The Ingram Collection
- Established: 2002
- Key holdings: Modern British Sculpture, Neo-Romantics, Dame Elisabeth Frink
- Collection size: 650 pieces
- Founder: Chris Ingram
- Director: Jo Baring
- Website: ingramcollection.com

= Ingram Collection of Modern British Art =

The Ingram Collection of Modern British Art is a publicly accessible collection of Modern British art in the UK, available through a programme of loans and exhibitions. The collection was created by media entrepreneur and philanthropist Chris Ingram.

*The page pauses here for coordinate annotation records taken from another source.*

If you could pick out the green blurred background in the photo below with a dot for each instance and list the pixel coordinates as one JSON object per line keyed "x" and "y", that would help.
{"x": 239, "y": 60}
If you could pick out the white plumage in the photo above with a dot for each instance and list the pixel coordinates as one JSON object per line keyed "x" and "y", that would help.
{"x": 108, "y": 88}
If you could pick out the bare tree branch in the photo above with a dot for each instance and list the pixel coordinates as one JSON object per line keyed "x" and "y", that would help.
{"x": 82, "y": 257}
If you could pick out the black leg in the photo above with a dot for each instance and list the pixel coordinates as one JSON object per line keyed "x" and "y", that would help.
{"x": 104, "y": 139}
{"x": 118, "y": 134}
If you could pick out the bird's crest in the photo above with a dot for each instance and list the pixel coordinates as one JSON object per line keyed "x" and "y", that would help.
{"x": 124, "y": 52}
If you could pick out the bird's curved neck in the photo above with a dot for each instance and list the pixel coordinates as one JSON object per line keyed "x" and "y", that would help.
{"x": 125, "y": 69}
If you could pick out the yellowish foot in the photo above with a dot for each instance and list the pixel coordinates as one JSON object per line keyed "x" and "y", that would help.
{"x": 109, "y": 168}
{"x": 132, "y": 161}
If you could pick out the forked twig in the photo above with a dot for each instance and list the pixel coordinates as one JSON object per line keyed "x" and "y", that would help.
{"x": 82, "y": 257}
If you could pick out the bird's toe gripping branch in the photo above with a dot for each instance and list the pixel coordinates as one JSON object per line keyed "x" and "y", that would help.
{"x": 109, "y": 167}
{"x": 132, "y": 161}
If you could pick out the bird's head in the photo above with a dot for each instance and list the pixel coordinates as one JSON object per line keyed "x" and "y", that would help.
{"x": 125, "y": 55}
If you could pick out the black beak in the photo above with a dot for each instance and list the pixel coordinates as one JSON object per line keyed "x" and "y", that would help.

The collection comprises 650 artworks of which over 400 are by important artists of the Modern British era, among these Dame Elisabeth Frink, Dame Barbara Hepworth and Sir Eduardo Paolozzi.

==The collection==

The collection spans over a hundred years of British art and includes works in oil and on paper, sculptures, installations and videos. The main focus of the collection is on the art movements which developed in the early and middle decades of the 20th century, art which responded to the influence of the two world wars, and art which challenged the usual and the regular. The collection features a broad base of artists with particularly strong groups of works by William Roberts, Edward Burra, Keith Vaughan, John Tunnard, John Craxton, and Richard Eurich. The sculpture holdings are significant, featuring works by artists such as, amongst others, Robert Adams, Kenneth Armitage, Reg Butler, Lynn Chadwick, Geoffrey Clarke, Robert Clatworthy, Sir Jacob Epstein, Eric Gill, Bernard Meadows, Eduardo Paolozzi, William Turnbull and Leon Underwood. The collection includes watercolour works by artists such as Eileen Agar, John Craxton, Mary Fedden, Elizabeth Frink, Terry Frost, David Remfry and Keith Vaughan.

The Ingram Collection also includes contemporary art, holding works by young and emerging artists as well as those who have now gained international reputations: Haroon Mirza, Suki Chan and Alexander Hoda. In 2016 The Ingram Collection established The Ingram Prize, an annual purchase prize which celebrates and supports the work and early careers of UK art school graduates.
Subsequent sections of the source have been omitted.